O outro também, e não menos sentido, não sendo um fado tradicional, mas foi uma música que me foi oferecida pelo Diogo Piçarra e pela Marisa Liz. O “Mãe”, que é um tema que fecha o disco. São dois grandes amigos que fazem parte praticamente do meu quotidiano familiar, digamos. Eles também a admiravam imenso. Não conheci ninguém que não a admirasse.

"Mãe" - Marco Rodrigues

Depois, temos o outro que é o “Sorte Grande”. Exatamente por esta ilusão que te falava há pouco. Esta coisa do vai-me sair o Euromilhões para a semana. E, mais uma vez, convidei o Boss AC para escrever uma letra antes disto tudo acontecer. Não foi feito de propósito para homenagear, mas depois acabou por fazer todo o sentido. Eu queria também mostrar nesse disco essa ilusão e essa forma de estar na vida com uma perspetiva de que tudo vai correr bem e de que tudo o que vai acontecer vai ser espetáculo. E acho que este tema também representa este lado feliz, da ilusão da vida. 
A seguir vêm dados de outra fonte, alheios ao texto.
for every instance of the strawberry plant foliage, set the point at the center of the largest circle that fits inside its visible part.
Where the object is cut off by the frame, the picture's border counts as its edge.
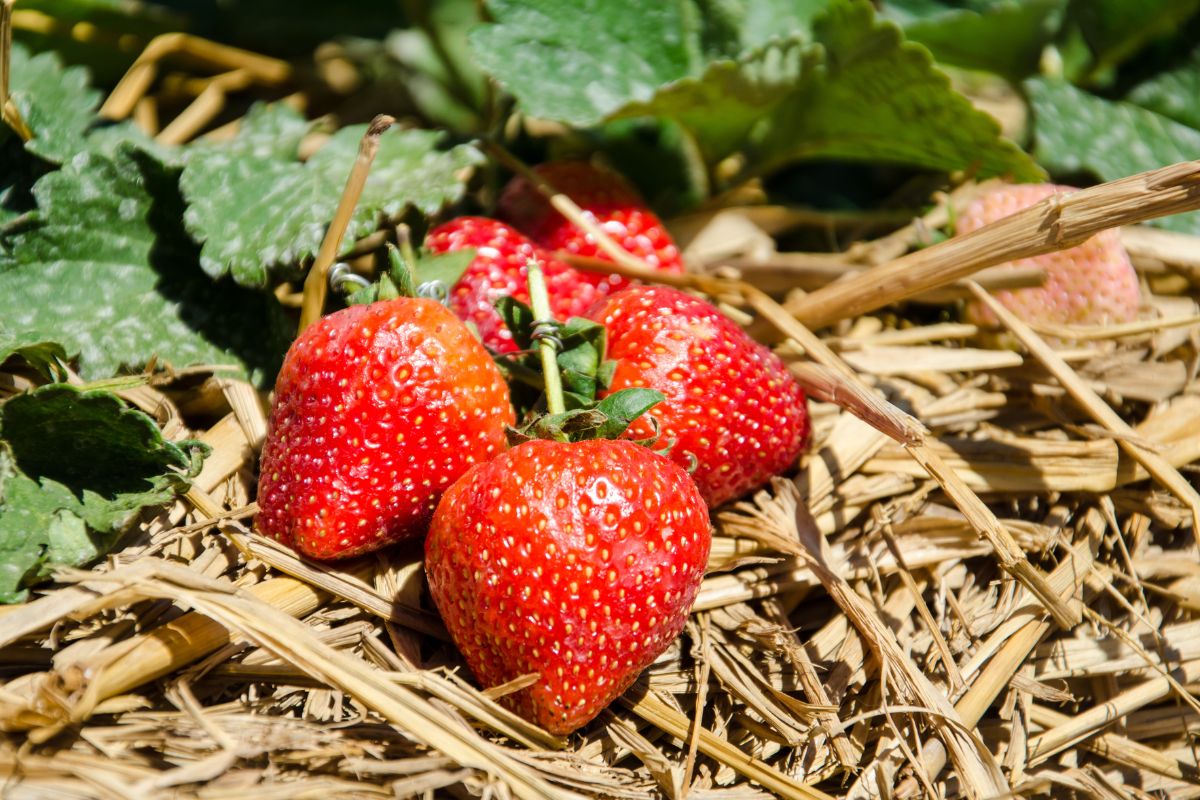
(57, 103)
(105, 268)
(1174, 94)
(1079, 132)
(76, 468)
(258, 210)
(850, 92)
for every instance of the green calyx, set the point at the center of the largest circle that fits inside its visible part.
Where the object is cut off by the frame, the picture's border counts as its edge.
(565, 360)
(412, 275)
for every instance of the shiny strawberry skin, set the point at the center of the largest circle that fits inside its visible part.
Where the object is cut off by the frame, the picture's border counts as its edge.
(499, 269)
(1093, 283)
(609, 199)
(377, 410)
(732, 408)
(576, 561)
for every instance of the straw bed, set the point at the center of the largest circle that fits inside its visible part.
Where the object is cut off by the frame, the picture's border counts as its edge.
(982, 581)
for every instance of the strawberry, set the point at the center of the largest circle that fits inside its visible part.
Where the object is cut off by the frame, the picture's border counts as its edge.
(577, 561)
(499, 270)
(1090, 284)
(377, 410)
(606, 198)
(732, 408)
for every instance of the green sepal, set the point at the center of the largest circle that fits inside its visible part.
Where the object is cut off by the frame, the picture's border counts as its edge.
(581, 364)
(401, 272)
(609, 419)
(400, 281)
(443, 268)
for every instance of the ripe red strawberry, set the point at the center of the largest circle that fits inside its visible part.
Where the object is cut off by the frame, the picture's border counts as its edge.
(1091, 284)
(731, 403)
(377, 410)
(499, 270)
(579, 561)
(609, 199)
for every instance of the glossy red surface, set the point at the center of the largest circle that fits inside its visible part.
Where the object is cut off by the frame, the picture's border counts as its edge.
(377, 410)
(731, 407)
(577, 561)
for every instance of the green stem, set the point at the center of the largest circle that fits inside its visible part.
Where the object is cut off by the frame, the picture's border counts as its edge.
(540, 301)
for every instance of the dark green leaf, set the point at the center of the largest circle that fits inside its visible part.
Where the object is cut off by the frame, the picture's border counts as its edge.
(519, 317)
(619, 409)
(444, 268)
(1078, 132)
(721, 106)
(857, 92)
(1006, 37)
(76, 468)
(581, 61)
(876, 97)
(57, 103)
(1117, 29)
(88, 440)
(47, 358)
(1174, 94)
(106, 269)
(259, 211)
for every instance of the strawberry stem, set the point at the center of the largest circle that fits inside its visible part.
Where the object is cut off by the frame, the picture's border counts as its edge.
(539, 299)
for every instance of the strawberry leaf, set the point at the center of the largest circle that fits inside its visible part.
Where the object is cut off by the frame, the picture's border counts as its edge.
(105, 268)
(76, 468)
(850, 92)
(1078, 132)
(55, 102)
(1173, 94)
(46, 358)
(1001, 37)
(259, 211)
(861, 97)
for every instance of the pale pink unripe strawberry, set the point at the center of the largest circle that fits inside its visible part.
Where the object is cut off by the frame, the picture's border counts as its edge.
(1090, 284)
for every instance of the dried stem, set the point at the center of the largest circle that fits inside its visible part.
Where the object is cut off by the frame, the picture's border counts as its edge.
(316, 284)
(1055, 223)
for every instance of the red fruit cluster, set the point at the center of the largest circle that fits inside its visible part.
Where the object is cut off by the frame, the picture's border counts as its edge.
(498, 270)
(609, 200)
(378, 409)
(577, 561)
(732, 410)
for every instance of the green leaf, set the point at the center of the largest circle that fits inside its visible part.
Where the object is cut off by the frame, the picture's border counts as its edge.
(721, 106)
(736, 26)
(1079, 132)
(45, 356)
(1174, 94)
(581, 61)
(877, 97)
(76, 468)
(88, 440)
(1006, 37)
(258, 211)
(444, 268)
(622, 408)
(858, 91)
(105, 268)
(57, 103)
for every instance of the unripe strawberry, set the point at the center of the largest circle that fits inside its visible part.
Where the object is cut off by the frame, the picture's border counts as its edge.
(1091, 284)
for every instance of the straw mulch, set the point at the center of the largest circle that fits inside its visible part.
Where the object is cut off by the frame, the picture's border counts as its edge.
(981, 582)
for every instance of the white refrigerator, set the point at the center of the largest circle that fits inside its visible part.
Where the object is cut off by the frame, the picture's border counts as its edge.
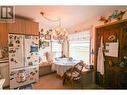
(23, 59)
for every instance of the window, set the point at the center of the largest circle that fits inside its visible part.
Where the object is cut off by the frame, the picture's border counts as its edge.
(79, 46)
(56, 48)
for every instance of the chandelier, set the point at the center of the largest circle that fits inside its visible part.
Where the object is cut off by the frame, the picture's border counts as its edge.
(57, 33)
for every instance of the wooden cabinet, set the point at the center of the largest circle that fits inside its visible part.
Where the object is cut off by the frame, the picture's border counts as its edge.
(117, 77)
(119, 30)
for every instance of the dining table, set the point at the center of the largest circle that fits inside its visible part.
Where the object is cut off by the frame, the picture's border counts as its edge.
(62, 65)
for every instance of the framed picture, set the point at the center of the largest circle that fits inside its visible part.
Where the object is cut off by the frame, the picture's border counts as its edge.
(47, 36)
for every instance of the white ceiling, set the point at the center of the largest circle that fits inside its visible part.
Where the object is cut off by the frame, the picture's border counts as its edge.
(70, 15)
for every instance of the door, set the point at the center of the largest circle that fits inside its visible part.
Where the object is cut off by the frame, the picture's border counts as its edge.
(31, 50)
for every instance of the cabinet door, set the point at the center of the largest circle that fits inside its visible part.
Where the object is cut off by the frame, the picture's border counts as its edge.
(3, 35)
(15, 27)
(31, 27)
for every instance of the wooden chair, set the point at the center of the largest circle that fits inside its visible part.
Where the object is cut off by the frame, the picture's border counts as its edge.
(73, 74)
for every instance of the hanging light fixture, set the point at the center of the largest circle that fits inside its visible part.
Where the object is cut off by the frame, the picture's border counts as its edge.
(58, 33)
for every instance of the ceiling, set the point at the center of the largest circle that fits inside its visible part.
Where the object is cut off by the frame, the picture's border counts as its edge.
(70, 15)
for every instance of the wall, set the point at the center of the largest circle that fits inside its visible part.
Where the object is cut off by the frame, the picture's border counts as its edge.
(92, 24)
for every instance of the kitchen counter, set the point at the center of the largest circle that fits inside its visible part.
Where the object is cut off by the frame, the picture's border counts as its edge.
(1, 83)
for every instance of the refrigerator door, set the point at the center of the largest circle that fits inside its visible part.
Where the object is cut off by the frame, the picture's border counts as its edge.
(15, 51)
(31, 50)
(23, 76)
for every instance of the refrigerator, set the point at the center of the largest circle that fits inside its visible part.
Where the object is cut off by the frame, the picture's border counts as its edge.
(23, 59)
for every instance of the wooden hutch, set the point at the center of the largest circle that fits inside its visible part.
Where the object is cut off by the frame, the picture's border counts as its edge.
(114, 76)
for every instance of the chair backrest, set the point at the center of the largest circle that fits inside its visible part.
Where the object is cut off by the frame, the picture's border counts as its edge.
(79, 66)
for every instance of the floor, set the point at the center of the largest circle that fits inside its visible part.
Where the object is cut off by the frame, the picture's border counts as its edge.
(53, 81)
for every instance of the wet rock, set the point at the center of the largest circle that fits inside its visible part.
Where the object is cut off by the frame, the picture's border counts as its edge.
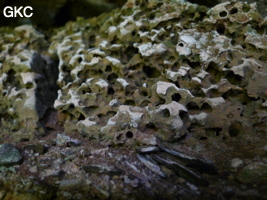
(149, 163)
(102, 169)
(204, 166)
(37, 148)
(2, 194)
(9, 155)
(147, 149)
(70, 184)
(65, 140)
(236, 164)
(253, 173)
(181, 171)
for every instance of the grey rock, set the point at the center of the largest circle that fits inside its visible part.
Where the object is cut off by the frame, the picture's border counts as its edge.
(102, 169)
(9, 155)
(70, 184)
(65, 140)
(181, 171)
(149, 163)
(147, 149)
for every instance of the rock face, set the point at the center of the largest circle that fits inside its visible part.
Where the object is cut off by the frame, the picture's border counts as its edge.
(27, 83)
(9, 155)
(52, 13)
(164, 99)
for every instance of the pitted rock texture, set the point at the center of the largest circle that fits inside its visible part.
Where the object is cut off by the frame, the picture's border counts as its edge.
(27, 83)
(180, 70)
(164, 99)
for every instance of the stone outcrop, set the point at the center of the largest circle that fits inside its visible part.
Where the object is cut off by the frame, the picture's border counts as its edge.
(156, 96)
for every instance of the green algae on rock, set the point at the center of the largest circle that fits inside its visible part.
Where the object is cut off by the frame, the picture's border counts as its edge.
(153, 65)
(9, 155)
(27, 82)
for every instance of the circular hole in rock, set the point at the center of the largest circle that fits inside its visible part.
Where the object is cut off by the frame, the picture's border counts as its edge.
(176, 97)
(166, 113)
(129, 134)
(112, 78)
(181, 44)
(108, 69)
(246, 8)
(220, 29)
(223, 14)
(111, 91)
(233, 11)
(80, 59)
(203, 138)
(234, 129)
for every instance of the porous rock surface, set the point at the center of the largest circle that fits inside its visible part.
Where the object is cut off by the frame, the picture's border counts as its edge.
(160, 99)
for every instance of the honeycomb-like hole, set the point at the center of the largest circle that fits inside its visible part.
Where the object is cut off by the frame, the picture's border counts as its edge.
(112, 78)
(234, 129)
(233, 11)
(165, 113)
(176, 97)
(129, 134)
(151, 72)
(108, 68)
(220, 29)
(246, 8)
(223, 14)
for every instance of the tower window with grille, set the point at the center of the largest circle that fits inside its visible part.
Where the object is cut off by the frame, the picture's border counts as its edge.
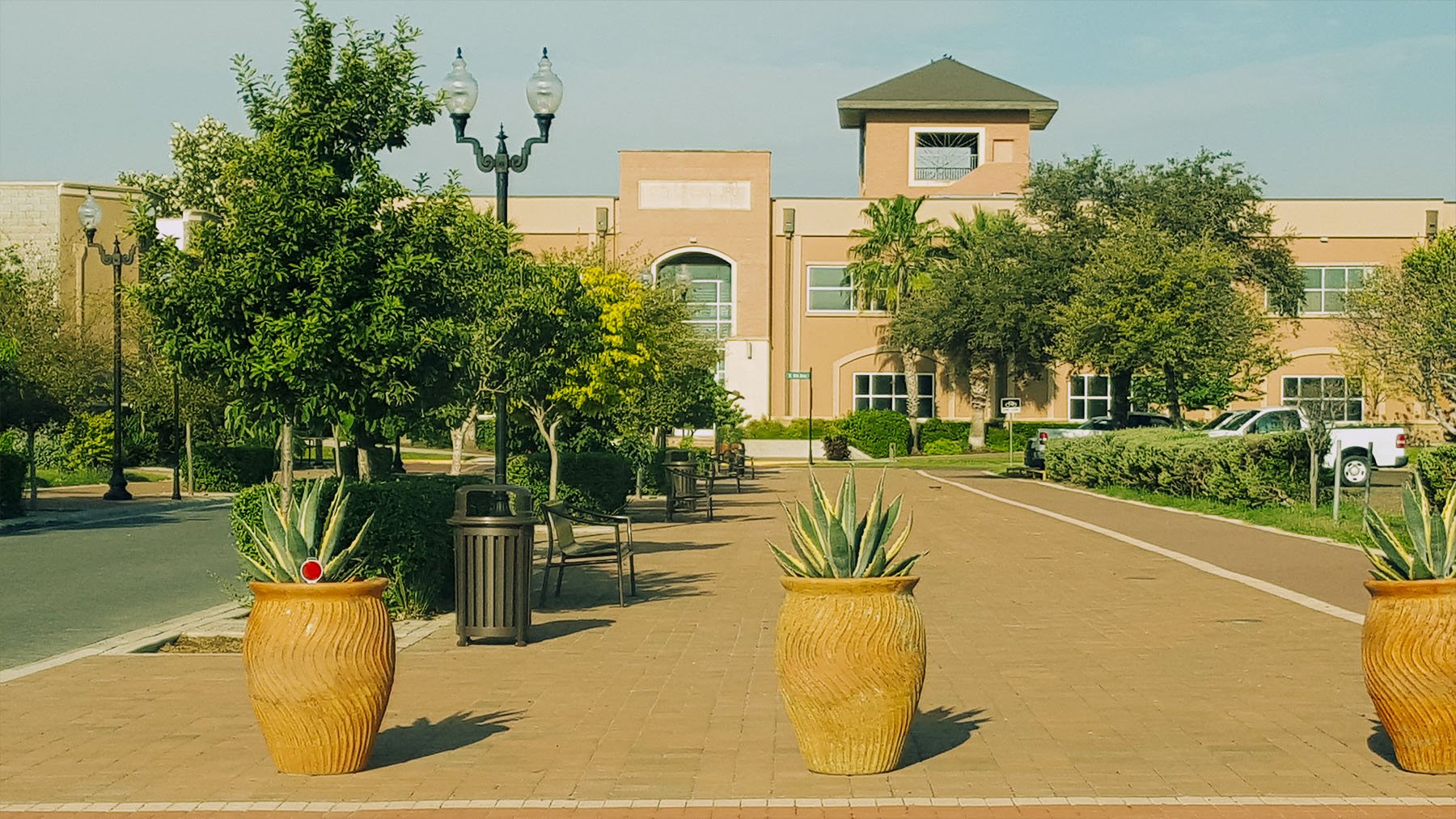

G. – Precisamente, como agora referias, este projeto conta também com a colaboração de Diogo Piçarra, David Fonseca, Tiago Nogueira e Ricardo Liz Almeida (d’Os Quatro e Meia), Marisa Liz, Tiago Pais Dias, Boss AC, Manuela de Freitas, Jorge Mangorrinha, Guilherme Pereira da Rosa e Tiago Machado. Queres-nos falar mais um bocadinho sobre a importância destes artistas nacionais para o teu projeto?

M. R. – O álbum Judite, embora seja um álbum de homenagem, não deixa de ser um álbum que está incluído dentro de um percurso. Percurso esse que a minha mãe é uma grande responsável. Já é quase a apanagem de nos meus discos eu gostar de ser um fadista a cantar temas que não são fado. E isso era uma coisa que deixava a minha mãe superorgulhosa.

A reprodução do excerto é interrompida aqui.